Dengan ontelnya yang sudah usang, lelaki paruh baya itu berusaha
menjajakan dagangannya, dari satu warung ke warung lainnya yang berjarak
30-an kilometer. Kelebatan kendaraan bermotor roda dua yang
disaksikannya berseliweran tiap hari di hadapannya, sama sekali tak
memikat di hatinya. Laju sepeda motor yang tentu lebih cepat dibanding
sepeda tuanya, sama sekali tidak menggiurkannya. Dia lebih asyik
menikmati ontelnya yang sudah berjasa menghidupi anak dan istrinya
selama belasan tahun dengan berjualan kerupuk itu.
Langkah
sepedanya yang pelan, ternyata mewujud pula dalam perilakunya yang kalem
dan tenang. Itulah yang terjadi manakala waktu shalat tiba, Zhuhur atau
Ashar. Entah kerupuknya masih menggunung setinggi 1,5 meter, maupun
setengahnya, dia selalu singgah di masjid. Bahkan, lima atau 10 menit
sebelum tiba waktu shalat, dia sudah duduk tafakur di rumah Allah itu,
menanti azan dikumandangkan. Sesungging senyum, dia tebarkan manakala
berjumpa dengan orang lain. Dari perilakunya, sama sekali tak terlihat
gaya orang yang sedang dikejar setoran.
Setelah menunaikan
shalat, biasanya seusai shalat Zhuhur, lalu bakdiah Zhuhur, dia
mengambil posisi di sudut masjid. Kemudian pria yang rambutnya sebagian
telah memutih itu pun merebahkan tubuhnya seenaknya. Tidur, berbantalkan
handuk kecil yang biasa melingkari lehernya. Kalau ada kipas angin
masjid yang dihidupkan, biasanya dia mengambil tempat di bawahnya.

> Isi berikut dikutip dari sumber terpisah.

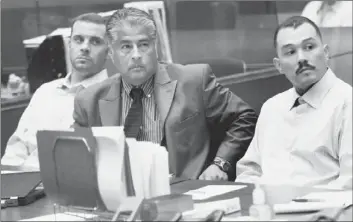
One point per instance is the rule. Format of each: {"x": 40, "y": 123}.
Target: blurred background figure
{"x": 329, "y": 13}
{"x": 47, "y": 63}
{"x": 16, "y": 86}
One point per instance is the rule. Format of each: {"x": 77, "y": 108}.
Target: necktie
{"x": 299, "y": 101}
{"x": 133, "y": 120}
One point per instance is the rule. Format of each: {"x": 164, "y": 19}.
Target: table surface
{"x": 275, "y": 194}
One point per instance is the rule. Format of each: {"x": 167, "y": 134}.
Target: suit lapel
{"x": 109, "y": 106}
{"x": 164, "y": 92}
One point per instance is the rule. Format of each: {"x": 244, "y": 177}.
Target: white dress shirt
{"x": 337, "y": 15}
{"x": 51, "y": 107}
{"x": 307, "y": 145}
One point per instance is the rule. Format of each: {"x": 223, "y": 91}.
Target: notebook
{"x": 20, "y": 188}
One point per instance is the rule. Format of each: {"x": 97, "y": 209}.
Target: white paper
{"x": 316, "y": 201}
{"x": 149, "y": 166}
{"x": 62, "y": 217}
{"x": 340, "y": 197}
{"x": 212, "y": 190}
{"x": 201, "y": 209}
{"x": 110, "y": 153}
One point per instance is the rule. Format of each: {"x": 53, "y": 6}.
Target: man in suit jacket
{"x": 205, "y": 127}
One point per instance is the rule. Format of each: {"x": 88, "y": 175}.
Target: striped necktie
{"x": 133, "y": 120}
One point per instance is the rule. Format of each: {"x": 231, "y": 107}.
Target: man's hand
{"x": 213, "y": 173}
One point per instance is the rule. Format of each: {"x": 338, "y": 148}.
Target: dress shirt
{"x": 324, "y": 15}
{"x": 151, "y": 129}
{"x": 310, "y": 144}
{"x": 51, "y": 107}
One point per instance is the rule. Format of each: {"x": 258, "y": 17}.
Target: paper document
{"x": 340, "y": 197}
{"x": 212, "y": 190}
{"x": 201, "y": 209}
{"x": 148, "y": 162}
{"x": 316, "y": 201}
{"x": 63, "y": 217}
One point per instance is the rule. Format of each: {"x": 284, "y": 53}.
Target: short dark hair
{"x": 295, "y": 22}
{"x": 89, "y": 17}
{"x": 133, "y": 16}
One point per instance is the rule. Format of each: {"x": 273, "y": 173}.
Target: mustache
{"x": 304, "y": 66}
{"x": 136, "y": 66}
{"x": 84, "y": 57}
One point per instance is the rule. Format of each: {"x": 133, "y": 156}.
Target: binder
{"x": 20, "y": 188}
{"x": 68, "y": 165}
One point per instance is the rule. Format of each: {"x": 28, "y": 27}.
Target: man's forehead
{"x": 290, "y": 35}
{"x": 127, "y": 32}
{"x": 88, "y": 29}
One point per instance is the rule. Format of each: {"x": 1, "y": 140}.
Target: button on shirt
{"x": 150, "y": 129}
{"x": 310, "y": 144}
{"x": 51, "y": 107}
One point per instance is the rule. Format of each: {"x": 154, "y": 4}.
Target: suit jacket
{"x": 200, "y": 118}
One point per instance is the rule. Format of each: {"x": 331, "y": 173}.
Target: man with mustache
{"x": 204, "y": 126}
{"x": 303, "y": 135}
{"x": 52, "y": 103}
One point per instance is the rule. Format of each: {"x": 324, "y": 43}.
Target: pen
{"x": 303, "y": 200}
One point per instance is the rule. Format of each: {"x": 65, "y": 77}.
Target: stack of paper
{"x": 149, "y": 166}
{"x": 316, "y": 201}
{"x": 213, "y": 190}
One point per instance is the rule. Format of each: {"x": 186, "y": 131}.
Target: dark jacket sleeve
{"x": 230, "y": 120}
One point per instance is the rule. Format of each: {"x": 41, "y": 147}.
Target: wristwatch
{"x": 224, "y": 165}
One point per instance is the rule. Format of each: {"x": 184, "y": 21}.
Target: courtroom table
{"x": 275, "y": 194}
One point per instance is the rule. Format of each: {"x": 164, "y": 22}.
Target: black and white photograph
{"x": 176, "y": 110}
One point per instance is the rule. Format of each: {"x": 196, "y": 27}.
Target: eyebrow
{"x": 305, "y": 40}
{"x": 89, "y": 36}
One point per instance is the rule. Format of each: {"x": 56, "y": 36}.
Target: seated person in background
{"x": 52, "y": 104}
{"x": 303, "y": 135}
{"x": 201, "y": 123}
{"x": 329, "y": 13}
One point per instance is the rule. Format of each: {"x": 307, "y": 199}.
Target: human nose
{"x": 301, "y": 56}
{"x": 85, "y": 47}
{"x": 136, "y": 53}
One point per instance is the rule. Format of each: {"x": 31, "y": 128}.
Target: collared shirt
{"x": 310, "y": 144}
{"x": 151, "y": 129}
{"x": 324, "y": 15}
{"x": 51, "y": 107}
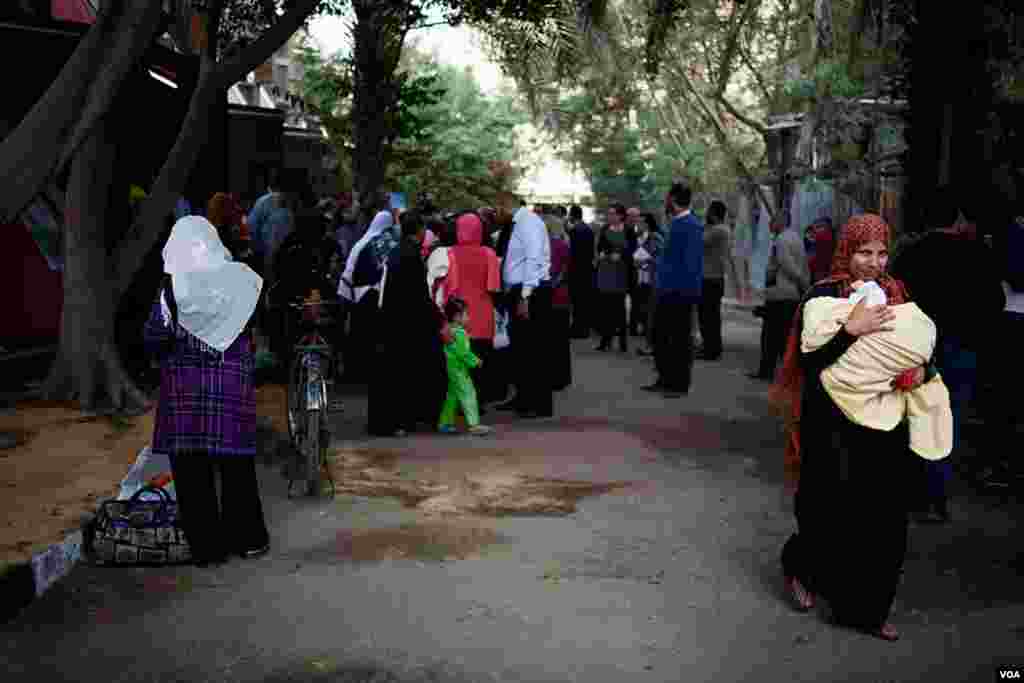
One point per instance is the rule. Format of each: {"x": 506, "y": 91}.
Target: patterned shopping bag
{"x": 138, "y": 531}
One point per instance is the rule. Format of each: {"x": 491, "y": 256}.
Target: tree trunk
{"x": 29, "y": 153}
{"x": 822, "y": 47}
{"x": 88, "y": 369}
{"x": 173, "y": 176}
{"x": 379, "y": 39}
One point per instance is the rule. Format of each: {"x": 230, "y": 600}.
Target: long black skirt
{"x": 561, "y": 349}
{"x": 361, "y": 338}
{"x": 215, "y": 526}
{"x": 851, "y": 507}
{"x": 408, "y": 386}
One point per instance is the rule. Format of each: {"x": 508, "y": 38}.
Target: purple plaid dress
{"x": 207, "y": 400}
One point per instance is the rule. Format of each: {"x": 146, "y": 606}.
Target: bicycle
{"x": 307, "y": 402}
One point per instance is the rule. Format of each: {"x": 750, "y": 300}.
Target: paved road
{"x": 674, "y": 578}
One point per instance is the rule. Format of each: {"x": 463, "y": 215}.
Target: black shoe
{"x": 210, "y": 562}
{"x": 255, "y": 552}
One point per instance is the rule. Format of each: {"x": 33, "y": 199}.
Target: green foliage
{"x": 830, "y": 79}
{"x": 446, "y": 136}
{"x": 465, "y": 147}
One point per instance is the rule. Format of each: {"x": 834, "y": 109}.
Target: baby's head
{"x": 456, "y": 311}
{"x": 870, "y": 291}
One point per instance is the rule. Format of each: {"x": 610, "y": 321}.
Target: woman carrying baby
{"x": 851, "y": 503}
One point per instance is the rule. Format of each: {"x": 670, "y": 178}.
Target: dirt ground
{"x": 68, "y": 462}
{"x": 487, "y": 481}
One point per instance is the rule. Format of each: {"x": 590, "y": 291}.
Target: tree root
{"x": 97, "y": 382}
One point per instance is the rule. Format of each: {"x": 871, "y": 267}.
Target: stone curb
{"x": 23, "y": 583}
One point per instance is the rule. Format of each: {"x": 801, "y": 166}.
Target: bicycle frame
{"x": 311, "y": 350}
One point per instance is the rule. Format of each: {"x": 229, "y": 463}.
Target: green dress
{"x": 461, "y": 391}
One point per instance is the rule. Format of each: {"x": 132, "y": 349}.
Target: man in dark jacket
{"x": 951, "y": 276}
{"x": 677, "y": 291}
{"x": 582, "y": 273}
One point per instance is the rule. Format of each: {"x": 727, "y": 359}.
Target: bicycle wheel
{"x": 312, "y": 447}
{"x": 296, "y": 406}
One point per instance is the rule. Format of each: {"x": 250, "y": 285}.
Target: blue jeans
{"x": 958, "y": 367}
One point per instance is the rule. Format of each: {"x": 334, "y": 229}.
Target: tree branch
{"x": 30, "y": 151}
{"x": 173, "y": 175}
{"x": 723, "y": 137}
{"x": 749, "y": 62}
{"x": 725, "y": 67}
{"x": 236, "y": 68}
{"x": 133, "y": 38}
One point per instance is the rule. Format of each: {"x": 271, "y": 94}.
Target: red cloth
{"x": 560, "y": 257}
{"x": 787, "y": 390}
{"x": 72, "y": 10}
{"x": 33, "y": 316}
{"x": 473, "y": 275}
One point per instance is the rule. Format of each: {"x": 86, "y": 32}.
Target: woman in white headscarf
{"x": 206, "y": 418}
{"x": 360, "y": 286}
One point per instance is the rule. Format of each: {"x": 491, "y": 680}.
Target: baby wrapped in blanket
{"x": 860, "y": 382}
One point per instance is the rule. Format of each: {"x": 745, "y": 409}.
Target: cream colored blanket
{"x": 859, "y": 381}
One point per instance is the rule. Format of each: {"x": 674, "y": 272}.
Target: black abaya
{"x": 852, "y": 501}
{"x": 409, "y": 378}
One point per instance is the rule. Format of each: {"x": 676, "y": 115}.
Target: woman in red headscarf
{"x": 851, "y": 503}
{"x": 474, "y": 276}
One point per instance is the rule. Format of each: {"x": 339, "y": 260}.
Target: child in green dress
{"x": 461, "y": 359}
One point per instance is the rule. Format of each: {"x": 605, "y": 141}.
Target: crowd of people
{"x": 444, "y": 314}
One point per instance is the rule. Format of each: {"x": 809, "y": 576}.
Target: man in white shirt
{"x": 526, "y": 278}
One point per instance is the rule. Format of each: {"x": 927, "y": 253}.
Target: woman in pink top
{"x": 561, "y": 257}
{"x": 474, "y": 276}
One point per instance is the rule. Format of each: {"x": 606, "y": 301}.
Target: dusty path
{"x": 667, "y": 570}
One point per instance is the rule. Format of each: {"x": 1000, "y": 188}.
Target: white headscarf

Mungkin agar terasa lebih sejuk dan membangkitkan pulasnya tidur.
Tapi,
dia sendiri tak pernah kelihatan menghidupkan kipas angin tersebut. Dia
menyadari benar etika seorang musafir, kendati jamaah atau mukimin di
situ sudah menganggap dia sebagai bagian dari jamaah masjid, karena
seringnya ikut shalat berjamaah, terutama Zhuhur dan Ashar.
Setelah
shalat dan tubuh kembali fresh, dia kembali mengayuh sepedanya untuk
mencari karunia Ilahi di muka bumi. Entah, berapa warung lagi yang harus
dia datangi dan tawari kerupuknya. Jam berapa pula dia kembali pulang,
menemui keluarga tercintanya.
Selain lelaki ini telah berjasa
pada negeri, yang telah menciptakan lapangan pekerjaan, meski hanya
untuk dirinya sendiri. Namun, pelajaran yang tak kurang nilainya adalah
bagaimana dia membingkai dan meramu hidup ini dengan indahnya.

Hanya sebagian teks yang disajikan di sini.